I don’t mind long, straight highways with no scenery. But I HATE tedious drives. Case in point: I95 between Philly and D.C. Never, ever drive from Philly to Tyson’s Corner in Virginia during commute hours on a Friday night (ask me how I know). With no traffic, that’s a 2-hour drive. If you make the mistake I did (once), you’ll actually drive through three metro areas (Philly, Baltimore, and D.C.) during rush hour and it will take you 4+ hours to get home - assuming no wrecks or other issues to stop traffic.
The Macarthur Maze, in Berkeley after getting off the Bay Bridge from SF. 580 East and 80 West are the same stretch of road for part of it, just to give an example of how confusing it is (and no, this is not a joke). It gets really bad when the freeways separate, because the signs do not warn you very far in advance which lane you need to be in for which freeway. That means there are always people trying to get across several lanes of heavy traffic to avoid getting on the wrong freeway.
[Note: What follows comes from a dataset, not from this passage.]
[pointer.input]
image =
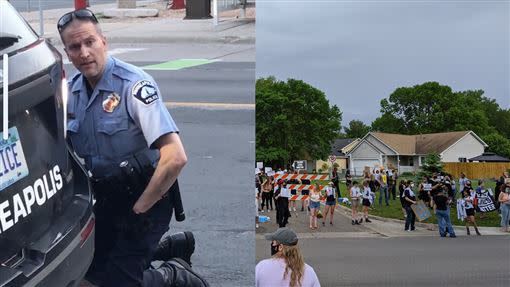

Anywhere where you go into a tunnel in Pittsburgh. For some reason, some drivers slow down before going into the tunnel, even if the traffic in the tunnel is not moving more slowly than the traffic outside. I have never met anyone who admits to doing this, and everybody I talk to shares my annoyance with this habit. But SOMEBODY is doing it, and they must die.
Pittsburgh has its share of one-way streets downtown and around the University of Pittsburgh, too. Fifth Avenue in Oakland (near Pitt) is one-way, but has a bus lane going in the opposite direction. This kind of thing confuses newcomers to town. It’s especially bad around Pitt and Carnegie Mellon when the students move in in the fall- you’ve got people not knowing where they are going, plus people parking illegally.
The Parkway West inbound (376 East) on the approach to the Fort Pitt Tunnel turns into a mess with any hint of heavy traffic. At least part of the problem is that people who have just gotten onto the parkway have to merge across lanes to get out of the exit only lanes. There are also the jagoffs who slow down for no reason before going into the tunnel.